Но додумать до конца эту интересную мысль он не успевает: пора идти в цех – уже вечер, через полчаса вынимать из печи «Подснежник с малиновым вареньем».
То есть, это, конечно, неофициальное название: «Подснежник с вареньем», – кристалл, который через полчаса вынимать Верещагину, имеет свой производственный номер, индекс и научную формулу, а «Подснежником» его назвал прежний начальник цеха после того, как увлекся живописью. Он и другим кристаллам придумал художественные клички, например: «Завтрак импрессиониста», «Журавлиный клин на ветреном закате», «Висок царевича» – в последнем названии имелась в виду деталь всем известной картины художника Репина, на которой изображен царь Иван Грозный, сгоряча убивший монаршьим посохом своего единственного сына.
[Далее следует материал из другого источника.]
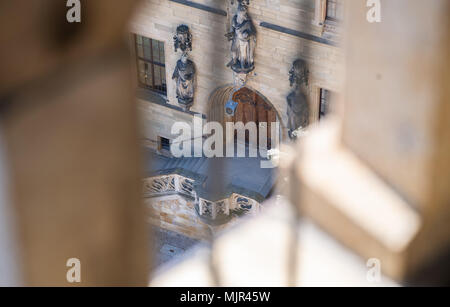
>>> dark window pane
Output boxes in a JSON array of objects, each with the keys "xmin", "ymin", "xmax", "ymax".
[
  {"xmin": 152, "ymin": 40, "xmax": 163, "ymax": 63},
  {"xmin": 136, "ymin": 35, "xmax": 167, "ymax": 93},
  {"xmin": 144, "ymin": 46, "xmax": 152, "ymax": 61}
]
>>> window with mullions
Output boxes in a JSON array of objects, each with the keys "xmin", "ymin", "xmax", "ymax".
[
  {"xmin": 326, "ymin": 0, "xmax": 344, "ymax": 21},
  {"xmin": 135, "ymin": 35, "xmax": 167, "ymax": 95}
]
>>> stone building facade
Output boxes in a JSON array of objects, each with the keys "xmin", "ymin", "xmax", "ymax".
[{"xmin": 130, "ymin": 0, "xmax": 343, "ymax": 239}]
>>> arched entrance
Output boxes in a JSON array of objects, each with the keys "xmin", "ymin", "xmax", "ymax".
[{"xmin": 208, "ymin": 86, "xmax": 280, "ymax": 149}]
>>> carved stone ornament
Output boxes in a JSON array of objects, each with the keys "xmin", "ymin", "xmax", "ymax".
[
  {"xmin": 173, "ymin": 25, "xmax": 192, "ymax": 52},
  {"xmin": 287, "ymin": 59, "xmax": 309, "ymax": 139},
  {"xmin": 231, "ymin": 0, "xmax": 250, "ymax": 6},
  {"xmin": 226, "ymin": 0, "xmax": 256, "ymax": 74},
  {"xmin": 172, "ymin": 53, "xmax": 195, "ymax": 111}
]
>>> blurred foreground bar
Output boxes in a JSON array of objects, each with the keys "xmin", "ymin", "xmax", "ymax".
[
  {"xmin": 294, "ymin": 0, "xmax": 450, "ymax": 282},
  {"xmin": 0, "ymin": 0, "xmax": 149, "ymax": 286}
]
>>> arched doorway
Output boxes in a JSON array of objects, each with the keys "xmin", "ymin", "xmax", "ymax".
[{"xmin": 208, "ymin": 86, "xmax": 280, "ymax": 149}]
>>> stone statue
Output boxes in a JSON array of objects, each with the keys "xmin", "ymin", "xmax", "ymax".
[
  {"xmin": 287, "ymin": 59, "xmax": 309, "ymax": 139},
  {"xmin": 173, "ymin": 25, "xmax": 192, "ymax": 52},
  {"xmin": 172, "ymin": 53, "xmax": 195, "ymax": 111},
  {"xmin": 226, "ymin": 0, "xmax": 256, "ymax": 74}
]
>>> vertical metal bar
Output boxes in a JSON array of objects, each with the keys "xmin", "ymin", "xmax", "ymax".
[{"xmin": 0, "ymin": 130, "xmax": 21, "ymax": 287}]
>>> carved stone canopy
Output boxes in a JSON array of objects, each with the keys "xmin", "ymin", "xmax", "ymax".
[{"xmin": 173, "ymin": 25, "xmax": 192, "ymax": 52}]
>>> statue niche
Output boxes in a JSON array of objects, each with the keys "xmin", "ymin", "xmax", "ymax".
[
  {"xmin": 172, "ymin": 53, "xmax": 195, "ymax": 111},
  {"xmin": 173, "ymin": 25, "xmax": 192, "ymax": 52},
  {"xmin": 226, "ymin": 0, "xmax": 256, "ymax": 74},
  {"xmin": 287, "ymin": 59, "xmax": 309, "ymax": 139}
]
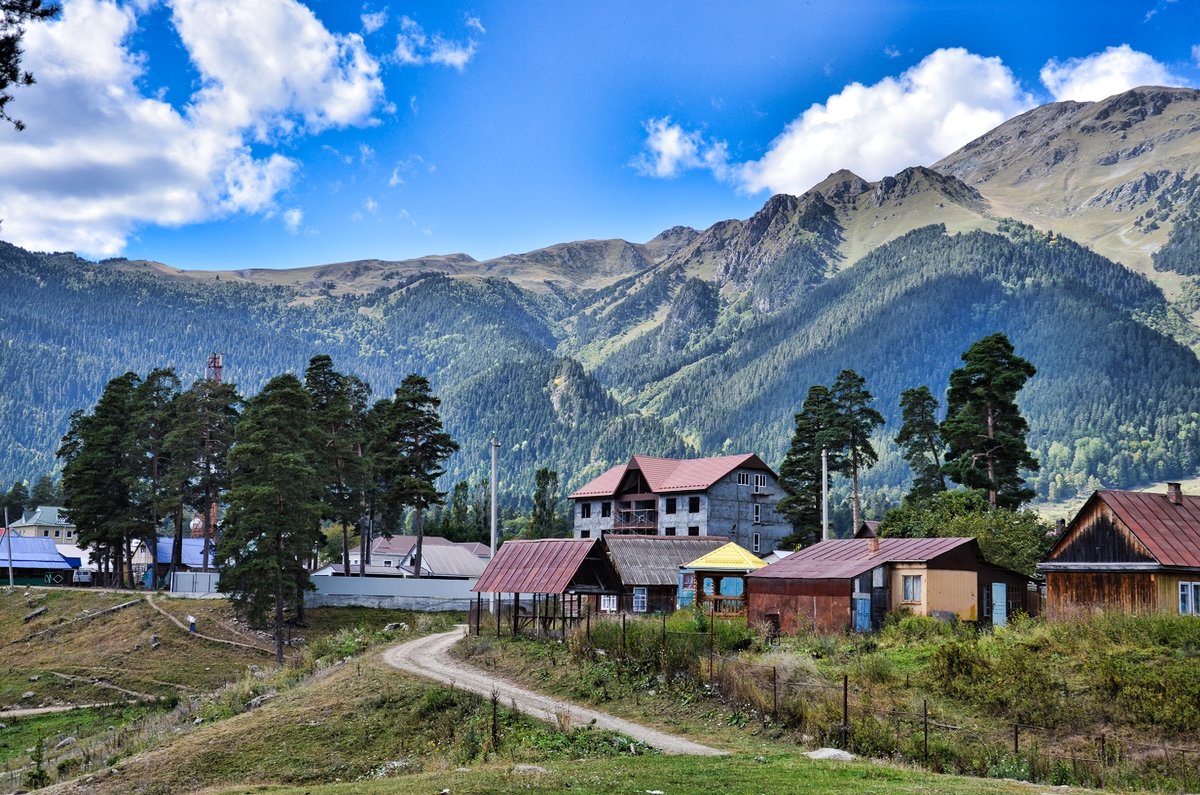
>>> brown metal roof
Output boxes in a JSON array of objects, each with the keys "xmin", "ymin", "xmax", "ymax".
[
  {"xmin": 1096, "ymin": 490, "xmax": 1200, "ymax": 568},
  {"xmin": 472, "ymin": 538, "xmax": 600, "ymax": 593},
  {"xmin": 604, "ymin": 536, "xmax": 730, "ymax": 586},
  {"xmin": 750, "ymin": 538, "xmax": 977, "ymax": 580},
  {"xmin": 571, "ymin": 453, "xmax": 778, "ymax": 500}
]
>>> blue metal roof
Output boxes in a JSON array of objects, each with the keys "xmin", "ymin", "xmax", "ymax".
[
  {"xmin": 157, "ymin": 536, "xmax": 216, "ymax": 569},
  {"xmin": 0, "ymin": 532, "xmax": 72, "ymax": 569}
]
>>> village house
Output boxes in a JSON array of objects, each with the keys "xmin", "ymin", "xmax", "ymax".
[
  {"xmin": 570, "ymin": 454, "xmax": 792, "ymax": 554},
  {"xmin": 1038, "ymin": 483, "xmax": 1200, "ymax": 618},
  {"xmin": 746, "ymin": 538, "xmax": 1039, "ymax": 634}
]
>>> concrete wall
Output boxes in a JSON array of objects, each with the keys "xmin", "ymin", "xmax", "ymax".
[{"xmin": 307, "ymin": 576, "xmax": 476, "ymax": 612}]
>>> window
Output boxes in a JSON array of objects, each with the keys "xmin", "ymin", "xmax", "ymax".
[{"xmin": 1180, "ymin": 582, "xmax": 1200, "ymax": 616}]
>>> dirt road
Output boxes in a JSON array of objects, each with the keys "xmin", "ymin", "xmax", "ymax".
[{"xmin": 383, "ymin": 627, "xmax": 725, "ymax": 757}]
Этот прежний начальник цеха – странный человек! – не только с живописью носился, как дурень со ступою, он с нее только начал, впоследствии же круг его духовных запросов расширился настолько, что захватил даже хиромантию и художественную литературу, что также нашло отражение в неофициальных наименованиях кристаллов, среди которых появились «Ноготь развратника» и «Глаз Достоевского»; надо сказать, что операторы очень охотно пользовались этими названиями, так как каждое отражало реальные внешние характеристики данного кристалла: «Журавлиный клин на ветреном закате», например, представлял собой багровый монокристалл с белыми стрелочками по поверхности, а «Глаз Достоевского» был мутно-голубым ромбом с фосфоресцирующей сердцевиной; влажно поблескивающий цилиндр розового цвета получил название «Воспаленная гортань Аэлиты».
Сегодня Верещагин вынимал из печи «Подснежник с малиновым вареньем».
Дежурят в цехе Юрасик и Альвина. «Вот она – драгоценность», – говорит Юрасик, он вместе с Верещагиным выгружает из печи готовый «Подснежник», – все идет нормально, остается лишь подождать, пока кристаллы остынут, чтоб взвесить их, запереть в сейф и подписать акт. «Рублей пятьсот, наверное, стоит такая порция», – говорит Юрасик. Верещагин молчит, он все еще решает про себя вопрос: был дураком или стал им. «Вам не хочется украсть?» – шепчет Юрасик ему в ухо и начинает хихикать, прикрывая рот рукой и краснея. Он вообще застенчив и краснеет по любому поводу, хотя ему уже под тридцать. Его имя – Юрий, но каждому новому знакомому он говорит: «Зовите меня – Юрасик», «Украсть? – переспрашивает Верещагин. – На кой черт мне нужны эти фальшивки?» – «Я тоже так думаю, – соглашается Юрасик. – Пятьсот рублей, не стоит мараться. Вот если бы не просто украсть, – мечтательно говорит он, – а еще бы и перенестись в средние века? Как вы думаете, сколько бы дали за «Подснежник» в средние века? По-моему, миллион. Вам хочется иметь миллион?» – Юрасик снова хихикает невидимым за ладонью ртом.